DSM-5 Provides New Take on Neurodevelopment Disorders

A major change to the description and organization of criteria for autism and related disorders tops the major revisions clinicians can expect to see for neurodevelopmental disorders in DSM-5, to be published in May. “The DSM-5 Neurodevelopmental Work Group spent a great deal of time evaluating the reliability and validity of the separate DSM-IV diagnoses and concluded that there was no evidence to support continued separation of the diagnoses,” Susan Swedo, M.D., chair of the Work Group on Neurodevelopmental Disorders, told Psychiatric News. The new criteria describe “deficits in social communication and social interaction” and “restrictive and repetitive behavior patterns”—the two principal symptoms associated with ASD—along with an expanded number of specifiers.

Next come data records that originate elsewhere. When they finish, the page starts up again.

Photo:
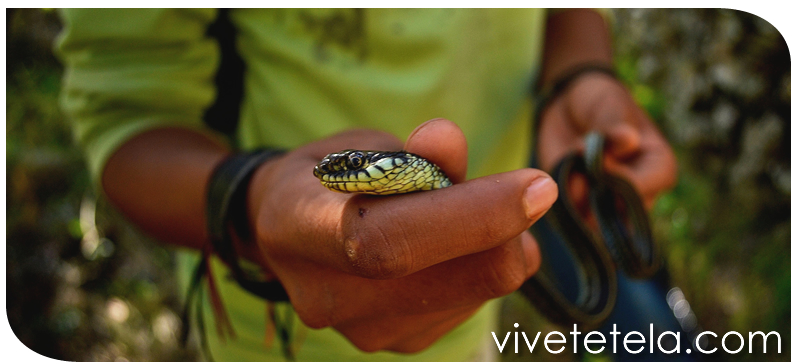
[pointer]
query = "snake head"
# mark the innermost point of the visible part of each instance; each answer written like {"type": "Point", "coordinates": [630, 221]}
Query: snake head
{"type": "Point", "coordinates": [379, 173]}
{"type": "Point", "coordinates": [346, 160]}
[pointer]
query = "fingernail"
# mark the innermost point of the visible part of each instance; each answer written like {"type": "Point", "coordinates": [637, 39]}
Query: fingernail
{"type": "Point", "coordinates": [539, 196]}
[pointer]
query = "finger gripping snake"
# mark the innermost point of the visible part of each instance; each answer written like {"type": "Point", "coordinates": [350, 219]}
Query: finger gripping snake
{"type": "Point", "coordinates": [379, 173]}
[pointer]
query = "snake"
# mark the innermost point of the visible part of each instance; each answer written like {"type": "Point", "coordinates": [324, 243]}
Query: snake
{"type": "Point", "coordinates": [379, 172]}
{"type": "Point", "coordinates": [624, 243]}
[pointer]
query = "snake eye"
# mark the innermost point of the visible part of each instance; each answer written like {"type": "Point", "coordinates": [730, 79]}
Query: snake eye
{"type": "Point", "coordinates": [355, 160]}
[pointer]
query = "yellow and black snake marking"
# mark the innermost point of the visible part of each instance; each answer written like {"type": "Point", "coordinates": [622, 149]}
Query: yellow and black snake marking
{"type": "Point", "coordinates": [379, 173]}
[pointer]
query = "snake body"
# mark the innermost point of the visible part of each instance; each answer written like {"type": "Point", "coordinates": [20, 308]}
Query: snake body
{"type": "Point", "coordinates": [379, 173]}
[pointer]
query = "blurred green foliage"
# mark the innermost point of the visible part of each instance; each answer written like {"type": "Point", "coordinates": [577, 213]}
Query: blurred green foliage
{"type": "Point", "coordinates": [84, 285]}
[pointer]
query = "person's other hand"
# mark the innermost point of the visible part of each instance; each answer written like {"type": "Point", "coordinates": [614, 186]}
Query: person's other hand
{"type": "Point", "coordinates": [635, 149]}
{"type": "Point", "coordinates": [396, 272]}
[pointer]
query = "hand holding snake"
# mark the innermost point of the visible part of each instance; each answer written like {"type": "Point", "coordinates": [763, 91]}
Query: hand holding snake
{"type": "Point", "coordinates": [396, 272]}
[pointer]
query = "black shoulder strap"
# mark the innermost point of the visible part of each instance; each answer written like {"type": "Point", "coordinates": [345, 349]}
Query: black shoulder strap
{"type": "Point", "coordinates": [223, 115]}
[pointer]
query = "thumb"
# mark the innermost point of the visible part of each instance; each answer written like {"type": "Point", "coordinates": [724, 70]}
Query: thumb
{"type": "Point", "coordinates": [442, 142]}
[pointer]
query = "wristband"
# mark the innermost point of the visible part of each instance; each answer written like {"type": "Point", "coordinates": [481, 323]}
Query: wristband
{"type": "Point", "coordinates": [226, 219]}
{"type": "Point", "coordinates": [226, 215]}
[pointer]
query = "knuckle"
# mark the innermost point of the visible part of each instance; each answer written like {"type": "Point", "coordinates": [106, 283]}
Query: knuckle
{"type": "Point", "coordinates": [503, 276]}
{"type": "Point", "coordinates": [372, 254]}
{"type": "Point", "coordinates": [313, 317]}
{"type": "Point", "coordinates": [367, 344]}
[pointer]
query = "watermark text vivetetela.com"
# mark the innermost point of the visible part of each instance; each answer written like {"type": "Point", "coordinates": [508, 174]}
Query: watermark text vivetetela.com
{"type": "Point", "coordinates": [634, 342]}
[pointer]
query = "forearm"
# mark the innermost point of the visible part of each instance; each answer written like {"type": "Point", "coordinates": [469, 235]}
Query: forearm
{"type": "Point", "coordinates": [158, 179]}
{"type": "Point", "coordinates": [574, 37]}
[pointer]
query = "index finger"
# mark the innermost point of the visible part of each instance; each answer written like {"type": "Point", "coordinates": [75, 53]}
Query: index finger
{"type": "Point", "coordinates": [399, 235]}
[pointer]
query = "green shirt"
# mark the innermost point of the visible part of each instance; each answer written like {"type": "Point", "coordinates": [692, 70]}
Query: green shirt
{"type": "Point", "coordinates": [310, 73]}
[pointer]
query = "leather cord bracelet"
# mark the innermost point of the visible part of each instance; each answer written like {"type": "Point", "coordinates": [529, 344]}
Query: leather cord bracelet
{"type": "Point", "coordinates": [227, 223]}
{"type": "Point", "coordinates": [226, 214]}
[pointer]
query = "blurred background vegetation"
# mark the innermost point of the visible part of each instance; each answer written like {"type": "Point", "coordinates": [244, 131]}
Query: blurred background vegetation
{"type": "Point", "coordinates": [82, 284]}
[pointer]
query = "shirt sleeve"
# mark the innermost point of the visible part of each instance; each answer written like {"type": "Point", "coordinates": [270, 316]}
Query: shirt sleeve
{"type": "Point", "coordinates": [131, 70]}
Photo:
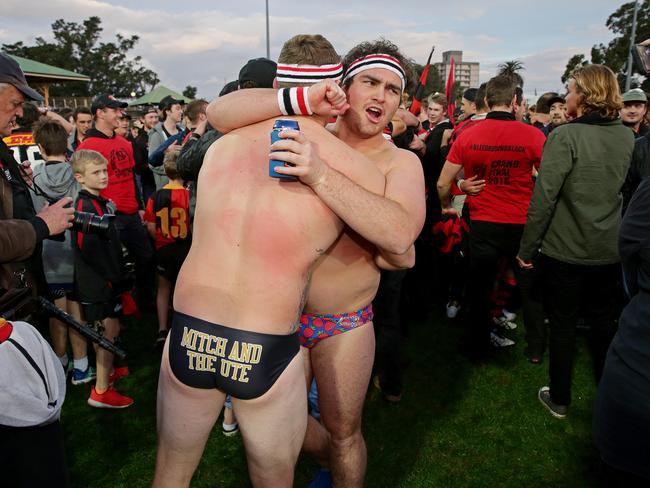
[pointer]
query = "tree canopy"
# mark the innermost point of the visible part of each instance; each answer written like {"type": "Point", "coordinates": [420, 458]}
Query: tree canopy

The latter can be used by clinicians to specify features of the disorder with which some individual patients may present, such as if the autism is accompanied by intellectual impairment or is associated with a known genetic/medical or environmental/acquired condition. In addition, the criteria include three levels of severity for both principal symptoms to indicate the level of supportive services required by an individual patient. The three levels are “requiring support,” “requiring substantial support,” and “requiring very substantial support.” For instance, for the symptom of “deficits in social communication and social interaction,” a patient requiring “very substantial support” would be one who has “severe impairments in functioning, very limited initiation of social interactions, and minimal response to social overtures from others.” Similarly, for “repetitive/restrictive behaviors” a patient requiring very substantial support would be one who exhibits inflexibility of behavior and extreme difficulty coping with change, as well as “great distress/difficulty changing focus or action.” Swedo noted also that the DSM-5 criteria indicate that symptoms must be present in the “early developmental period,” reflecting research that has shown the disorder is evident as early as age 24 months.